China city says it's safe for tourists after attack
The Chinese city of Xi'an is bolstering steps to protect tourists visiting the Terracotta Warriors and other famed sites, the city mayor said after an attack on 10 Australians and their translator.
A local man claiming to be armed with explosives attacked the group of Australian travel agents visiting the northwest Chinese city on Wednesday before he was shot dead by a police sniper.
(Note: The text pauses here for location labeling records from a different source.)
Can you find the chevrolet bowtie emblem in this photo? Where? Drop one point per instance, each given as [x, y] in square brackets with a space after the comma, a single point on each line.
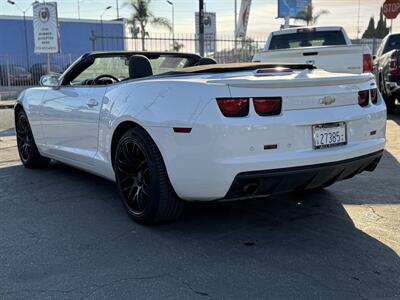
[328, 100]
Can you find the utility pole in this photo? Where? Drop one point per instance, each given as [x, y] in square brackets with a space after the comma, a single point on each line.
[117, 4]
[235, 31]
[201, 27]
[358, 19]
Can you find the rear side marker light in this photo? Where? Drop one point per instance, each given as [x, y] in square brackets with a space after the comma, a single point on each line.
[234, 107]
[182, 129]
[363, 98]
[374, 96]
[393, 64]
[270, 106]
[367, 63]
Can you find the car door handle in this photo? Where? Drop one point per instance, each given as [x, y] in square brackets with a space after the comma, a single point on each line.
[92, 103]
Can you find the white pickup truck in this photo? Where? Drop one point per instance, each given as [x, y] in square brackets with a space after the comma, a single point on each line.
[327, 48]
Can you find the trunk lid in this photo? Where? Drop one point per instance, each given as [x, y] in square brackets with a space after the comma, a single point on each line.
[300, 90]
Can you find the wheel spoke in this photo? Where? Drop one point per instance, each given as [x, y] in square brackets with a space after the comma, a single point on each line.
[146, 189]
[132, 171]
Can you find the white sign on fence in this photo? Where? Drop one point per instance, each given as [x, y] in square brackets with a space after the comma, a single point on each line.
[210, 32]
[45, 27]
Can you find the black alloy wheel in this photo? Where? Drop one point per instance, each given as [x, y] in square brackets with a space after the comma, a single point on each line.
[142, 179]
[27, 150]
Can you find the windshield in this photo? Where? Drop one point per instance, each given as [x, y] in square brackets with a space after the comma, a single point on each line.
[118, 66]
[307, 39]
[15, 69]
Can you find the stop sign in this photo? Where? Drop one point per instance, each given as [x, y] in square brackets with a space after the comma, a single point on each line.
[391, 9]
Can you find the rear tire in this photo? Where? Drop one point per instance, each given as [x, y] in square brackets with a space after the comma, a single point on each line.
[142, 180]
[27, 149]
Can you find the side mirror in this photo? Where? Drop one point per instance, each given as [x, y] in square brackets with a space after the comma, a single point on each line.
[50, 80]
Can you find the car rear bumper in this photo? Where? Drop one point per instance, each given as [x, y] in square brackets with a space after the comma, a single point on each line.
[258, 183]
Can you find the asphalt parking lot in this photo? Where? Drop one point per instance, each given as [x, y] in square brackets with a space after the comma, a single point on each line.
[65, 235]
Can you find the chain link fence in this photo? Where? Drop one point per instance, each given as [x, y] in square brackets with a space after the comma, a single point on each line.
[16, 74]
[224, 49]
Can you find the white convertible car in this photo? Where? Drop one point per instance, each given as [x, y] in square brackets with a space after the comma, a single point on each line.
[170, 128]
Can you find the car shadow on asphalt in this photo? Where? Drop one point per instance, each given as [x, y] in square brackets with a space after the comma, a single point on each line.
[299, 245]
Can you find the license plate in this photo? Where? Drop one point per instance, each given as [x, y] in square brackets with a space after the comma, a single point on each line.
[329, 135]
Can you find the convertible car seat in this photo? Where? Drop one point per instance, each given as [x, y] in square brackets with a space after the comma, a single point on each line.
[205, 61]
[139, 67]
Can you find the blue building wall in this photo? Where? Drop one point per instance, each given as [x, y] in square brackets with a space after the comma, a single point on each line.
[74, 39]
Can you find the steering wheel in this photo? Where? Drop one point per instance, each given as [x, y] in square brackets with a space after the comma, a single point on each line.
[104, 76]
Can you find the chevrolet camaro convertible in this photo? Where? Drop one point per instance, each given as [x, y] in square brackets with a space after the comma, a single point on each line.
[171, 127]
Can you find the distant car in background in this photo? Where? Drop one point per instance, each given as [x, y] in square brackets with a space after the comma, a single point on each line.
[328, 48]
[14, 75]
[386, 70]
[40, 69]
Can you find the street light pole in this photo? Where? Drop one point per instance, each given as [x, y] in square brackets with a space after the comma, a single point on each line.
[201, 27]
[25, 29]
[173, 21]
[101, 26]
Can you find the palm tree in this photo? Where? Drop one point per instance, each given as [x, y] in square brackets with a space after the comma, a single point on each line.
[309, 16]
[142, 16]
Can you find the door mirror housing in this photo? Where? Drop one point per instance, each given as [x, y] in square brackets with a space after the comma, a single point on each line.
[50, 80]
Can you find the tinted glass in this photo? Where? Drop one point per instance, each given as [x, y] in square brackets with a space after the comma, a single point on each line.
[307, 39]
[118, 66]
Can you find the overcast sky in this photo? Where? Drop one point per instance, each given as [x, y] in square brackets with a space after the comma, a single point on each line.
[262, 16]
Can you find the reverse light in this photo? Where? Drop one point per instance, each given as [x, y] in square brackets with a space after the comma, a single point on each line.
[374, 96]
[234, 107]
[393, 66]
[363, 98]
[367, 63]
[269, 106]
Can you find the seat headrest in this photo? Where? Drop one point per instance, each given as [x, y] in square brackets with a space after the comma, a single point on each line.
[139, 67]
[206, 61]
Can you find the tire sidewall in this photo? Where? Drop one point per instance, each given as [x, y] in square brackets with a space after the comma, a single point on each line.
[150, 211]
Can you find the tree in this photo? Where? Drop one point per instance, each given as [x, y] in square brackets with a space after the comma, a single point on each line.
[380, 31]
[309, 16]
[369, 33]
[381, 27]
[142, 16]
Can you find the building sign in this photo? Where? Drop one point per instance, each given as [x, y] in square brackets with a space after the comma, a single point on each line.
[243, 19]
[45, 27]
[291, 8]
[210, 32]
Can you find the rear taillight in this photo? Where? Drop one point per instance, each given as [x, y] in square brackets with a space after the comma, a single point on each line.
[363, 98]
[393, 64]
[374, 96]
[234, 107]
[367, 63]
[270, 106]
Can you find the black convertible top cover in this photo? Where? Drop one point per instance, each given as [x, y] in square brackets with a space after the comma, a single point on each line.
[237, 67]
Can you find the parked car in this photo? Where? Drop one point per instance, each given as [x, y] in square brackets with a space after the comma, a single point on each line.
[40, 69]
[386, 69]
[14, 75]
[328, 48]
[167, 131]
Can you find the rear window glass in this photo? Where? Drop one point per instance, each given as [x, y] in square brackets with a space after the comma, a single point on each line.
[392, 43]
[307, 39]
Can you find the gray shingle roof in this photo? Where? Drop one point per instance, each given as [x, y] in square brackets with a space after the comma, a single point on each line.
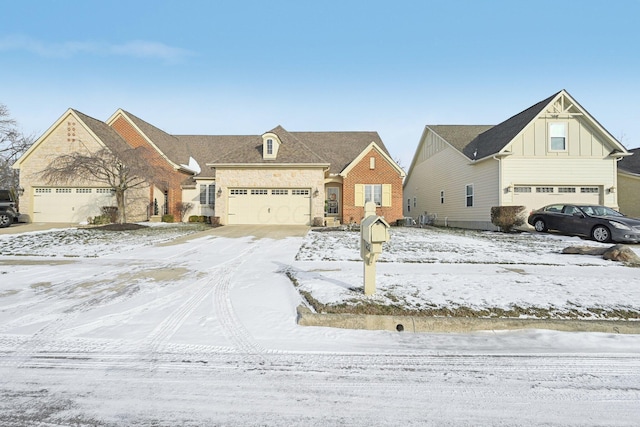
[480, 141]
[338, 149]
[631, 163]
[171, 146]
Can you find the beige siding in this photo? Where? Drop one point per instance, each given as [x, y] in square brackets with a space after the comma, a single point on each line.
[448, 170]
[582, 140]
[628, 190]
[68, 137]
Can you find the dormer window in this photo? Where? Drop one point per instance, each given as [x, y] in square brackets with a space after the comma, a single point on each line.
[270, 146]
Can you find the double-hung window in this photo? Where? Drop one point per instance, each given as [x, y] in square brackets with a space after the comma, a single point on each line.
[469, 195]
[558, 136]
[208, 194]
[373, 193]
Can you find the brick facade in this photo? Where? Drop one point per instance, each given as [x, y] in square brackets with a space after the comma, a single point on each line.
[382, 173]
[171, 178]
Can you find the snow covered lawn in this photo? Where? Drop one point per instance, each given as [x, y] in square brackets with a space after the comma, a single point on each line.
[145, 328]
[436, 271]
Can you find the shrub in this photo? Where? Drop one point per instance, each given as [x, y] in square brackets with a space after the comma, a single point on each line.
[200, 218]
[507, 217]
[100, 220]
[111, 212]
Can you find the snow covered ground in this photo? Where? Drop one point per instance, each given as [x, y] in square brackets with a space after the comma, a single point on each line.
[131, 331]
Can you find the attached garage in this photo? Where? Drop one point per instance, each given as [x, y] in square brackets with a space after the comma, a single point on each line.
[534, 197]
[69, 204]
[269, 206]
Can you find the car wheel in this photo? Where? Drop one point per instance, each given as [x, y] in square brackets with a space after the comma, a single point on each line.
[601, 234]
[5, 220]
[540, 225]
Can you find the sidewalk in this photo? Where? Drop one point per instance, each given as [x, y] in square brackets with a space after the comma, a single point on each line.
[23, 227]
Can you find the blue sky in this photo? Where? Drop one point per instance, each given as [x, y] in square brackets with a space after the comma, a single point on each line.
[244, 67]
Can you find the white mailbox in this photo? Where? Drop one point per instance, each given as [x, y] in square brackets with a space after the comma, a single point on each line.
[374, 231]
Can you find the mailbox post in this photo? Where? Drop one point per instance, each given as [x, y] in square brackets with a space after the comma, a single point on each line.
[374, 231]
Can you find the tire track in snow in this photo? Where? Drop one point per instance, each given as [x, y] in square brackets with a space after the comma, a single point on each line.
[217, 285]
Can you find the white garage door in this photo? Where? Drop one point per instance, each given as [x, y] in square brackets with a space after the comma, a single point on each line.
[69, 204]
[535, 197]
[273, 206]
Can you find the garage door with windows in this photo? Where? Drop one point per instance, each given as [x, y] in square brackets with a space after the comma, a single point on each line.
[269, 206]
[535, 197]
[69, 204]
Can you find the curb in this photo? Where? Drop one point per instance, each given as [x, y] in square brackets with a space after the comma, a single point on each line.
[460, 324]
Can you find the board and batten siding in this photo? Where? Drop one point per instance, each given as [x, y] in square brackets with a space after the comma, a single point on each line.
[582, 140]
[439, 167]
[627, 190]
[585, 162]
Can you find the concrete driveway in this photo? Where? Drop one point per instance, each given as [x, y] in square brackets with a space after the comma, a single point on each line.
[231, 231]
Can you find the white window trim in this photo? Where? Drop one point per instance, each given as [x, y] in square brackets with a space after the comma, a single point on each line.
[553, 133]
[467, 195]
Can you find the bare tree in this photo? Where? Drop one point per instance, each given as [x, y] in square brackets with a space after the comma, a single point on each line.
[120, 169]
[183, 208]
[12, 145]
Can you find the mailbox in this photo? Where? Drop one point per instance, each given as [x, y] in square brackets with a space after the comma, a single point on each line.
[374, 231]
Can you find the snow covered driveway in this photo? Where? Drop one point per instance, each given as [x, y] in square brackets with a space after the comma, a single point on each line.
[204, 333]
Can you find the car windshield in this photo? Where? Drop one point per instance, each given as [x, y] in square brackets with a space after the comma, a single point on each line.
[600, 211]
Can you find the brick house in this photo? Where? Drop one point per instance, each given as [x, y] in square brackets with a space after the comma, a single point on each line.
[279, 177]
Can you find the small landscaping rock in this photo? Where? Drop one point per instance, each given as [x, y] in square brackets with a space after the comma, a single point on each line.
[621, 253]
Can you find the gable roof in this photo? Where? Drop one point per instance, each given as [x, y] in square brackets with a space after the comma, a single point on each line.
[335, 150]
[103, 133]
[631, 164]
[479, 142]
[169, 145]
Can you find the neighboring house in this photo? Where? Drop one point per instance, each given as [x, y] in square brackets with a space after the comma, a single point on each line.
[554, 151]
[279, 177]
[42, 202]
[629, 184]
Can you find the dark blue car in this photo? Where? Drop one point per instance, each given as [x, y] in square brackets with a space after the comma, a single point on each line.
[599, 223]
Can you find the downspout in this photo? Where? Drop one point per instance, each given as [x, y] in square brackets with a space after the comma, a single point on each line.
[500, 187]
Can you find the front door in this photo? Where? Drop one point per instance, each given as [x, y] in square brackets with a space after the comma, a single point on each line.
[333, 201]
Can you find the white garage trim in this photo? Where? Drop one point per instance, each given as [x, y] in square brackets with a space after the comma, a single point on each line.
[70, 204]
[537, 196]
[269, 206]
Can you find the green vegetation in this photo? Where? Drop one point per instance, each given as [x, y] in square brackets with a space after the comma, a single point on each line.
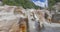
[27, 3]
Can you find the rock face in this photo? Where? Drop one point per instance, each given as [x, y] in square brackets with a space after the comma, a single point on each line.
[8, 21]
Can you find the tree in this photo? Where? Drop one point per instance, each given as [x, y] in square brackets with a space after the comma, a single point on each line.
[23, 3]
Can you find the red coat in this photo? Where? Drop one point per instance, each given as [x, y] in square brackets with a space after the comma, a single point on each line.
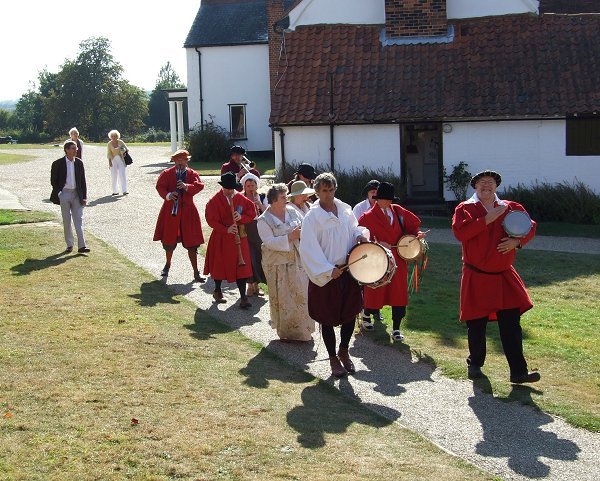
[396, 292]
[498, 287]
[185, 226]
[221, 260]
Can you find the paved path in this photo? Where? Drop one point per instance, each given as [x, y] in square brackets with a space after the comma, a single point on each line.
[511, 440]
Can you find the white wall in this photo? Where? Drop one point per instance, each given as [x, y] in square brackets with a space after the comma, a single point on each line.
[370, 146]
[232, 75]
[315, 12]
[522, 152]
[484, 8]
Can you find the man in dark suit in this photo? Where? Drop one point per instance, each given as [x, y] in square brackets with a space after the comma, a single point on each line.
[69, 189]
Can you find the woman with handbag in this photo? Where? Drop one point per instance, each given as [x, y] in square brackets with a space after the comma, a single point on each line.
[115, 153]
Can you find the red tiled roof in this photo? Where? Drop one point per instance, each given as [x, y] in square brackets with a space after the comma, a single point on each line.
[513, 66]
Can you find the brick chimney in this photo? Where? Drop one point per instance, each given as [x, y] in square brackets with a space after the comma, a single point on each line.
[415, 18]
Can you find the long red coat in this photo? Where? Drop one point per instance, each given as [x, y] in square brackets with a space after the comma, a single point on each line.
[221, 260]
[185, 226]
[498, 287]
[396, 292]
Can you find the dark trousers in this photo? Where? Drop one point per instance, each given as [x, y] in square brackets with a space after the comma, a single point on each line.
[509, 324]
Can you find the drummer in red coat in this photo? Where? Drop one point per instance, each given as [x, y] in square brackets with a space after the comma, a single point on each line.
[222, 256]
[490, 287]
[178, 220]
[387, 222]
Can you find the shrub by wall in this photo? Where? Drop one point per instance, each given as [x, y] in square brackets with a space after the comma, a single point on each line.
[563, 202]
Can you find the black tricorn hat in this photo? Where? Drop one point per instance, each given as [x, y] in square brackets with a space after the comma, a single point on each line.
[385, 191]
[371, 185]
[228, 181]
[237, 149]
[486, 173]
[307, 171]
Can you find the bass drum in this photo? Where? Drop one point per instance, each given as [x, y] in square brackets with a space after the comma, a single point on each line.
[376, 269]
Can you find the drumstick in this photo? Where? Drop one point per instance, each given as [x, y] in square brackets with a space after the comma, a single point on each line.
[343, 268]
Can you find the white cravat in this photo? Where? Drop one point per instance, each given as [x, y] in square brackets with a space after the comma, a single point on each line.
[70, 183]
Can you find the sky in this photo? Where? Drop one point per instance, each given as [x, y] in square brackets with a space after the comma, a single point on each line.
[144, 35]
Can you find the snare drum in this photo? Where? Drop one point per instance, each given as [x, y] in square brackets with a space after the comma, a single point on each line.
[377, 269]
[411, 248]
[517, 224]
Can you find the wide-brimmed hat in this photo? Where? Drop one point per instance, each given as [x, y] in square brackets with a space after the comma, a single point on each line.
[307, 170]
[180, 154]
[486, 173]
[385, 191]
[237, 149]
[228, 181]
[371, 185]
[299, 188]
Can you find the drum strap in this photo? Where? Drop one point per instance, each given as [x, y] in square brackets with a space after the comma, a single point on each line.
[473, 268]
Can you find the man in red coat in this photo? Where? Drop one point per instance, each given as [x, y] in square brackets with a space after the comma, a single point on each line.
[178, 220]
[387, 223]
[490, 287]
[236, 154]
[228, 251]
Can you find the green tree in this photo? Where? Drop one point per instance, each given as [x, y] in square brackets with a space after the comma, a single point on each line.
[90, 92]
[158, 104]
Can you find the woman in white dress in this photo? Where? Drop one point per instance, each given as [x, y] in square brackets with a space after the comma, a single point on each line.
[279, 229]
[115, 152]
[298, 197]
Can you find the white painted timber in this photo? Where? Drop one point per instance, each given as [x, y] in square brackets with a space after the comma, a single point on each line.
[352, 12]
[522, 152]
[489, 8]
[232, 75]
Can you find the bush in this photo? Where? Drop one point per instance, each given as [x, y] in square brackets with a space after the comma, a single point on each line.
[563, 202]
[351, 182]
[208, 144]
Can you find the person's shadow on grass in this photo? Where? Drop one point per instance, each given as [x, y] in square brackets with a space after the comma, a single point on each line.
[155, 292]
[30, 265]
[323, 410]
[512, 430]
[268, 366]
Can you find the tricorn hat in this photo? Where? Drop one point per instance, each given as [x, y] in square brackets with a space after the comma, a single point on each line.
[299, 188]
[385, 191]
[237, 149]
[228, 181]
[180, 154]
[307, 170]
[371, 185]
[486, 173]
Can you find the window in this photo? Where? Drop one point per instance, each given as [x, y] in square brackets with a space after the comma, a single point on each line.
[583, 135]
[237, 121]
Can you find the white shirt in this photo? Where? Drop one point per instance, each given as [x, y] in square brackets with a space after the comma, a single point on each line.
[70, 183]
[361, 208]
[326, 240]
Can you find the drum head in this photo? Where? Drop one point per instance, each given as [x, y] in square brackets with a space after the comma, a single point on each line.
[409, 247]
[373, 267]
[517, 224]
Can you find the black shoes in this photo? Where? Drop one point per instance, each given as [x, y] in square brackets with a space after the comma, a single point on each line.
[532, 376]
[474, 372]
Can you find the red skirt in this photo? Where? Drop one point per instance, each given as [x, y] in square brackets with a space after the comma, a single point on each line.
[337, 302]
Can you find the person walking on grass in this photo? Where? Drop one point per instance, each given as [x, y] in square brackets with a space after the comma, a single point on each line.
[69, 190]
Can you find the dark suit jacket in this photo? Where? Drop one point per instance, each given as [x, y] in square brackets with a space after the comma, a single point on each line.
[58, 178]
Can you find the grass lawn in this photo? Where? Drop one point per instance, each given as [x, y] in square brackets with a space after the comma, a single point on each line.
[560, 332]
[543, 228]
[107, 374]
[14, 158]
[24, 217]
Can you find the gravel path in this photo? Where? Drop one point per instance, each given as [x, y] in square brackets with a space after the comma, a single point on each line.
[510, 440]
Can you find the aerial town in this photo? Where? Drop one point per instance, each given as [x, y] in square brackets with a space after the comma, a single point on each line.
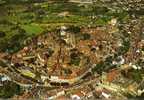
[71, 49]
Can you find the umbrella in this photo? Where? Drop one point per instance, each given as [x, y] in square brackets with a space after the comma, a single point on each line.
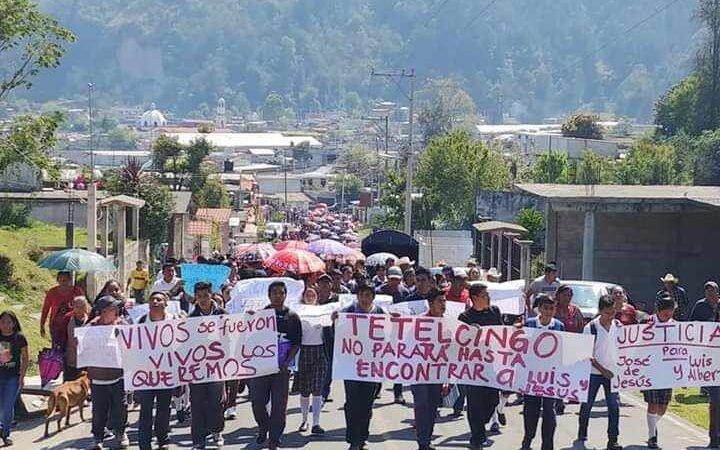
[291, 245]
[77, 260]
[255, 253]
[378, 259]
[329, 247]
[297, 261]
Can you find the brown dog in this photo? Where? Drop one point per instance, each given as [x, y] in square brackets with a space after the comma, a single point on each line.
[64, 398]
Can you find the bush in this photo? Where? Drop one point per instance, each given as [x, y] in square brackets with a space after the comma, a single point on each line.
[14, 215]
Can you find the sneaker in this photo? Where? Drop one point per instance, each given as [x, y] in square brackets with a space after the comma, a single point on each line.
[218, 439]
[123, 441]
[502, 419]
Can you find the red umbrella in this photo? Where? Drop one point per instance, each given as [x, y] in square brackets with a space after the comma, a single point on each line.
[291, 245]
[255, 253]
[297, 261]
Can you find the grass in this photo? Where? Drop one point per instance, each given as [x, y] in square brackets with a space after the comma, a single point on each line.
[691, 406]
[24, 289]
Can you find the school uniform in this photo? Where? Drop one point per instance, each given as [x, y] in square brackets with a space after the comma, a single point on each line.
[275, 388]
[481, 400]
[359, 398]
[532, 405]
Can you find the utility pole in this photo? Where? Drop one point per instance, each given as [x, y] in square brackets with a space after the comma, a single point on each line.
[402, 74]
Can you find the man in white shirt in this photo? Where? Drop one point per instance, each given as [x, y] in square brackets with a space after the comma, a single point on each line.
[604, 328]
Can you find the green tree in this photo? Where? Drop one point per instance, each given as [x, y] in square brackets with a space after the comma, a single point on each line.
[132, 180]
[451, 171]
[648, 163]
[212, 195]
[583, 126]
[552, 167]
[273, 107]
[29, 42]
[29, 140]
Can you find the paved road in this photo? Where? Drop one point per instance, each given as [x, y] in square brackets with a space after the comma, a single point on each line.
[391, 429]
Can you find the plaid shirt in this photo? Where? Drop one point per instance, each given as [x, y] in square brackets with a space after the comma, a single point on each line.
[682, 310]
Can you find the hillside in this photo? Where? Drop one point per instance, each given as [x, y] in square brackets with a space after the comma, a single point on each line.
[530, 58]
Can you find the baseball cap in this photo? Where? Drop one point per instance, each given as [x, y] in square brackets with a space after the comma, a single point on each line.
[394, 272]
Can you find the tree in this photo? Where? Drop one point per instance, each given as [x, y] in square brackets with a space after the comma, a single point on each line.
[29, 42]
[132, 180]
[451, 171]
[212, 195]
[552, 167]
[30, 140]
[649, 163]
[392, 201]
[583, 126]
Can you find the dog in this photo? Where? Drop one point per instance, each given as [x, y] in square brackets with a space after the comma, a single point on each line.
[64, 398]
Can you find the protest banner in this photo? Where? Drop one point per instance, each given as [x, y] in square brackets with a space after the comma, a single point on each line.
[414, 308]
[668, 355]
[215, 274]
[257, 289]
[97, 347]
[166, 354]
[417, 350]
[316, 314]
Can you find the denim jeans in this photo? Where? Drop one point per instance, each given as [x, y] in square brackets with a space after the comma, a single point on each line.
[9, 388]
[613, 404]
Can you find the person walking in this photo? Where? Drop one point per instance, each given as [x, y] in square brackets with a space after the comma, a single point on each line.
[14, 362]
[312, 367]
[481, 400]
[155, 398]
[275, 388]
[428, 397]
[658, 399]
[360, 395]
[604, 328]
[206, 399]
[532, 405]
[109, 402]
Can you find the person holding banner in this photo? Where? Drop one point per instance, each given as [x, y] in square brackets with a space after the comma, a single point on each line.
[275, 388]
[312, 367]
[206, 399]
[428, 397]
[658, 399]
[532, 404]
[109, 402]
[155, 398]
[360, 395]
[481, 400]
[604, 361]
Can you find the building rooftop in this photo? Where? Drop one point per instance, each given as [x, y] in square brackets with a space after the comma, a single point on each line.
[709, 195]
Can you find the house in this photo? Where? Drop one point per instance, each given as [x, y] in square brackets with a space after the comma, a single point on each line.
[631, 235]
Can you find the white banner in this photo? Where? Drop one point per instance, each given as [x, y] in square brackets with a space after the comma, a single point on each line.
[97, 347]
[166, 354]
[668, 355]
[413, 350]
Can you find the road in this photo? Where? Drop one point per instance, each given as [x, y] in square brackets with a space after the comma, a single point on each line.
[392, 429]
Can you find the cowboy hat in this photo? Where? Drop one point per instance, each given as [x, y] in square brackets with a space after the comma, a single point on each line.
[669, 278]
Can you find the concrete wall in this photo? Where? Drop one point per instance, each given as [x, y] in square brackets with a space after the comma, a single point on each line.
[636, 249]
[505, 205]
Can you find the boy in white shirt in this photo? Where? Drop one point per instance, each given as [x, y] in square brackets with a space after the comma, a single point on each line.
[604, 363]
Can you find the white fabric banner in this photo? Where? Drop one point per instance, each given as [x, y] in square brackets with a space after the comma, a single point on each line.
[413, 350]
[668, 355]
[97, 347]
[166, 354]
Nine of the hostages were quickly released by the man, Xia Tao. But a 48-year-old woman and the group's local translator were held captive for several hours before the gunman was killed while he tried to reach the city airport.
The incident draw embarrassing international attention and a storm of media interest in Australia just as China is polishing itself for an influx of foreign visitors for the Beijing Olympic Games starting on August 8.
But Mayor Chen Baogen said the attack was an isolated case and his city was safe, according to the official China Daily on Saturday.
"Xi'an is safe for tourists from home and abroad," Chen told the paper. "We'll definitely take more measures and improve our emergency plans to ensure the safety of every tourist."
He did not specify what those measures were.
China is generally safe for foreign tourists. Attacks are rare and pick-pockets and petty theft are the main worries. Officials have been quick to say the attack was an isolated exception.
Xi'an, which also boasts an ancient city wall and neighbourhoods and impressive museums and mosques, attracted 31 million visitors in 2007, including a million from overseas, the paper said, citing city tourist bureau numbers.
Chen said he expected visitor numbers to grow by at least 10 per cent this year compared to 2007.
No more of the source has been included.